In his speech, Biden said nuclear research laboratories and the Defense Department have been developing capabilities like an adaptive missile defense shield, conventional warheads with worldwide reach and other systems that will enable the United States to reduce the role of nuclear weapons in its national security arsenal.
Obama asked Congress for $7 billion in the fiscal year 2011 federal budget to maintain the existing nuclear stockpile while also modernizing the U.S. nuclear infrastructure, which includes U.S. research and development laboratories operated by the U.S. Energy Department.

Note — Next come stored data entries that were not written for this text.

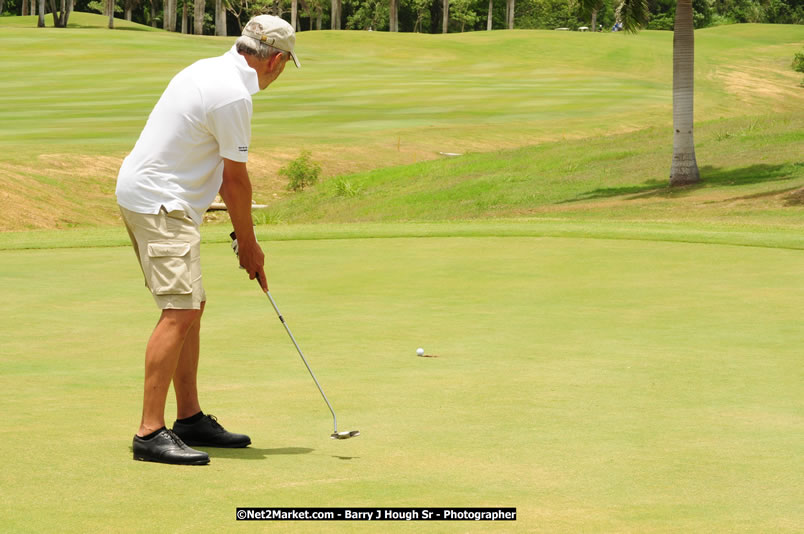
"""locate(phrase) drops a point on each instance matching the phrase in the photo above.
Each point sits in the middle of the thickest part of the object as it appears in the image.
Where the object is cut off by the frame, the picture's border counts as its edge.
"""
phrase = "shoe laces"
(215, 422)
(176, 439)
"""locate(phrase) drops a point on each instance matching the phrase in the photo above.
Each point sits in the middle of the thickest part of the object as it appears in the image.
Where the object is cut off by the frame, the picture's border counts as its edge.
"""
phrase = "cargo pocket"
(170, 268)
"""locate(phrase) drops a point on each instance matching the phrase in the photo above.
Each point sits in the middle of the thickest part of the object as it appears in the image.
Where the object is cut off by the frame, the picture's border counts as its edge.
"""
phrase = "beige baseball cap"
(273, 31)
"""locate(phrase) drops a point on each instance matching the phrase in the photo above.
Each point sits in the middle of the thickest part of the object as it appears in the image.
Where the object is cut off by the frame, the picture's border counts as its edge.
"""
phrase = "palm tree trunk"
(220, 19)
(198, 15)
(684, 169)
(336, 15)
(445, 18)
(394, 16)
(488, 19)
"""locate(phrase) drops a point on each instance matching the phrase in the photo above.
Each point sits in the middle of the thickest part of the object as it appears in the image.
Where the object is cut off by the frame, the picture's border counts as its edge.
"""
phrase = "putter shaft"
(298, 349)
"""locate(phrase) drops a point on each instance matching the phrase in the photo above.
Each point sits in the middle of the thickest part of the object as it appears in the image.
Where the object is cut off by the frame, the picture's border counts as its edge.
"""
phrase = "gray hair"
(252, 47)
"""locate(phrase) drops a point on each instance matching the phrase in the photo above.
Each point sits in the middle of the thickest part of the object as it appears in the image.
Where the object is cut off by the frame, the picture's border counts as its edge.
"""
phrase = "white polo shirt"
(203, 116)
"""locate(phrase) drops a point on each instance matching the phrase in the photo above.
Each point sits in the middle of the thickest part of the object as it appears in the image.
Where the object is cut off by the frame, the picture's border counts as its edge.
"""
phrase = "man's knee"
(182, 320)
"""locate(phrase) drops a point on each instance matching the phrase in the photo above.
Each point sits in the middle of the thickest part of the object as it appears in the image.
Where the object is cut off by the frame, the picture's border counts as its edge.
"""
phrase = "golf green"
(595, 385)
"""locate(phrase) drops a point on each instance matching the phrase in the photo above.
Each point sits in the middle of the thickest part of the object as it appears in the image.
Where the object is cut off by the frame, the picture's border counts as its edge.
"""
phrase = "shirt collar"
(247, 74)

The request represents a $624 million increase from the current fiscal year’s budget, which runs from October 1, 2009, to September 30, 2010, and includes spending an additional $5 billion for those projects over the next five years.
“This investment is not only consistent with a nonproliferation agenda, we argue it’s essential to pursue a nonproliferation agenda,” Biden said. “Guaranteeing our stockpile, coupled with broader research and development efforts, allows us to pursue deeper nuclear reductions, without in any way compromising our security.”

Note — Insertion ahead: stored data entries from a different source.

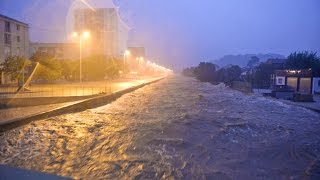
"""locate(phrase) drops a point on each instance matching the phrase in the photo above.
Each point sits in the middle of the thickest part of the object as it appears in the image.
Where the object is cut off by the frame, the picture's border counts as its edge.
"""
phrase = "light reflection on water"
(176, 128)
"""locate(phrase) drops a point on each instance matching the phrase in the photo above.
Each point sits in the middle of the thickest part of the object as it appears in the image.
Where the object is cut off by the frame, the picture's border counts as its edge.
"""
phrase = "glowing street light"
(83, 35)
(126, 53)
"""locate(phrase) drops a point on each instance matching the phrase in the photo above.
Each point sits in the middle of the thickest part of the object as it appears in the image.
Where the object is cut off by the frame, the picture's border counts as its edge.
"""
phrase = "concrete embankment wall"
(77, 107)
(36, 101)
(242, 86)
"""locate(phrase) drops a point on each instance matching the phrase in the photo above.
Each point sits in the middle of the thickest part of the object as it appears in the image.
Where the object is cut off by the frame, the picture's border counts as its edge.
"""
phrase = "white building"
(316, 85)
(109, 34)
(14, 41)
(61, 51)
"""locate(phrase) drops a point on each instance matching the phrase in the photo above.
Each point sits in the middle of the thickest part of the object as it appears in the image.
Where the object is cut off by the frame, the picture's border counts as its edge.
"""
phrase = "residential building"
(293, 84)
(14, 41)
(137, 52)
(108, 33)
(316, 85)
(58, 50)
(277, 64)
(136, 58)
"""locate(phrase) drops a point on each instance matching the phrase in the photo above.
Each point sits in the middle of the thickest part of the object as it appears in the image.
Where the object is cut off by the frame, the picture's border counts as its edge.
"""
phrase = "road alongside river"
(176, 128)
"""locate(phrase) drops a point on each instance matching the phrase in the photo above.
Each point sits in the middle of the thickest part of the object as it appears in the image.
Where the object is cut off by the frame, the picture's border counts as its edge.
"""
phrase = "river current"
(178, 128)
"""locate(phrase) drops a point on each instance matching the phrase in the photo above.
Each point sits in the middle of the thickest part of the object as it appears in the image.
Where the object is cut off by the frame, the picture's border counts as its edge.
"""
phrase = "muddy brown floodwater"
(178, 128)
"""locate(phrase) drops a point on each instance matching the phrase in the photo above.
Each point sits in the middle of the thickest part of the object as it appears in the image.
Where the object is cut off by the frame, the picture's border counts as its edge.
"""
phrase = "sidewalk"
(314, 106)
(71, 89)
(19, 113)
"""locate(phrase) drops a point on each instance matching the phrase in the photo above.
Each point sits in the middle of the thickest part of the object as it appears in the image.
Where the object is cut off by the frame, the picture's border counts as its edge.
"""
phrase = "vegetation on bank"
(50, 69)
(256, 72)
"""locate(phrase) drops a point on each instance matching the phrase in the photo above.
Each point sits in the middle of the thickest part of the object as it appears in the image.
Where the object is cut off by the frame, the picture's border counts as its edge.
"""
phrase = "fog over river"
(178, 128)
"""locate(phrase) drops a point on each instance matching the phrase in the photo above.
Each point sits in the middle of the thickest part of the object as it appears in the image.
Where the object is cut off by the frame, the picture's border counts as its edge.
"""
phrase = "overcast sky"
(184, 32)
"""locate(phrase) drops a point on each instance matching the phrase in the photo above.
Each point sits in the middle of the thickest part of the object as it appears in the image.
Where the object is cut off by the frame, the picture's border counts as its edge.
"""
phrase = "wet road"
(177, 128)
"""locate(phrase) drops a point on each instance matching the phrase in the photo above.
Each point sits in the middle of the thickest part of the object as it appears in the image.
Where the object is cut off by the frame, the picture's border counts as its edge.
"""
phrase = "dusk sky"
(185, 32)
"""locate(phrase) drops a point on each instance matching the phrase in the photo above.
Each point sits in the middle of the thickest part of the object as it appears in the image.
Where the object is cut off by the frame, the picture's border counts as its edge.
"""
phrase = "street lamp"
(126, 53)
(83, 35)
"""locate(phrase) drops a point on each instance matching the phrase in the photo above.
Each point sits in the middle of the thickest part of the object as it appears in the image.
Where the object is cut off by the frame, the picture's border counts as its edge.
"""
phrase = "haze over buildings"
(184, 32)
(109, 35)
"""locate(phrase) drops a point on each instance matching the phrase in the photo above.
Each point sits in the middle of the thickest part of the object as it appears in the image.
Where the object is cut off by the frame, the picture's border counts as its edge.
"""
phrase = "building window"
(7, 38)
(7, 51)
(7, 26)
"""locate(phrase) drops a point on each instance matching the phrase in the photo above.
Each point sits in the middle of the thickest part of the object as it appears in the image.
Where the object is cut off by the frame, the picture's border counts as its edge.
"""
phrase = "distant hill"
(242, 60)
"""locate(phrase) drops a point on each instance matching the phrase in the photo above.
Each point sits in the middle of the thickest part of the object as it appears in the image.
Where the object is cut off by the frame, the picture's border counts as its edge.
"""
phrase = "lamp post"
(83, 35)
(126, 53)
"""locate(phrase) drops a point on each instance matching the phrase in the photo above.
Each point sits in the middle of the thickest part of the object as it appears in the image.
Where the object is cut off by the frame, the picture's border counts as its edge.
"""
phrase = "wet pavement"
(178, 128)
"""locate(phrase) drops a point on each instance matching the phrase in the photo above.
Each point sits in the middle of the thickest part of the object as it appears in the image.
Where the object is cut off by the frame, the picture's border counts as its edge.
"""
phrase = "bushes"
(207, 72)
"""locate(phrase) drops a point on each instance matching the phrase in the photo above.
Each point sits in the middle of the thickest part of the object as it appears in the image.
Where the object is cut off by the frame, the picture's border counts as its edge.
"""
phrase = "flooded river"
(177, 128)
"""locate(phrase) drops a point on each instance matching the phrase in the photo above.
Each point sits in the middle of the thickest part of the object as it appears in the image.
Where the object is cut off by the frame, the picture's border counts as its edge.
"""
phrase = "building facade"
(108, 33)
(14, 41)
(60, 51)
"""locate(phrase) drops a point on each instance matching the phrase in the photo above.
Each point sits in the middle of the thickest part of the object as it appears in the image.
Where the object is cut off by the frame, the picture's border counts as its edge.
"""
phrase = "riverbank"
(16, 116)
(178, 128)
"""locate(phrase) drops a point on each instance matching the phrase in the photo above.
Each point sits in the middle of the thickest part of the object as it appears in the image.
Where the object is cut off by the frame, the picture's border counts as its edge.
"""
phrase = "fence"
(54, 91)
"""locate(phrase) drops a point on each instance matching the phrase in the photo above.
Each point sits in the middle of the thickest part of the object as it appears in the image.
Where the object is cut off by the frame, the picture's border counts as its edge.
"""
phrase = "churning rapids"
(178, 128)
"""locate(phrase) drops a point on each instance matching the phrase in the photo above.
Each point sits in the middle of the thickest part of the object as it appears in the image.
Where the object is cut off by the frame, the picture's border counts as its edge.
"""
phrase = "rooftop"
(11, 19)
(276, 61)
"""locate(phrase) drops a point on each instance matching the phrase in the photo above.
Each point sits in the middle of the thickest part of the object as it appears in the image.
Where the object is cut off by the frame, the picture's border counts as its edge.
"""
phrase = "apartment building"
(108, 33)
(61, 51)
(14, 41)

One of the most significant factors in nuclear weapons research by the United States has been its ability to conduct testing through the Stockpile Stewardship Program, which does not require underground, atmospheric or underwater explosions, Biden said. The program was launched 18 years ago by President George H.W. Bush when he signed a nuclear-testing moratorium enacted by Congress.
The United States and Russia are negotiating a new arms agreement that would succeed the 1991 Strategic Arms Reduction Treaty, or START I, which expired December 5, 2009. Obama and Russian President Dmitry Medvedev tentatively agreed in July 2009 to seek a new treaty that reduces existing arsenals to between 1,500 and 1,675 warheads each. Talks paused during December 2009 for the holidays and resumed late last month in Geneva.
Under Secretary of State Ellen Tauscher told reporters recently that the two sides are quite close to reaching an accord.
Biden said that the president will host a Global Nuclear Security Summit April 12-13 in Washington to advance his goals of securing all vulnerable nuclear materials within four years. “It’s a very high priority. We cannot wait; we cannot wait for an act of nuclear terrorism before coming together to share the best practices and raise security standards,” he said.
And in May “we will participate in a Non-Proliferation Treaty review conference. We are rallying support for stronger measures to strengthen inspection and to punish cheaters,” Biden added.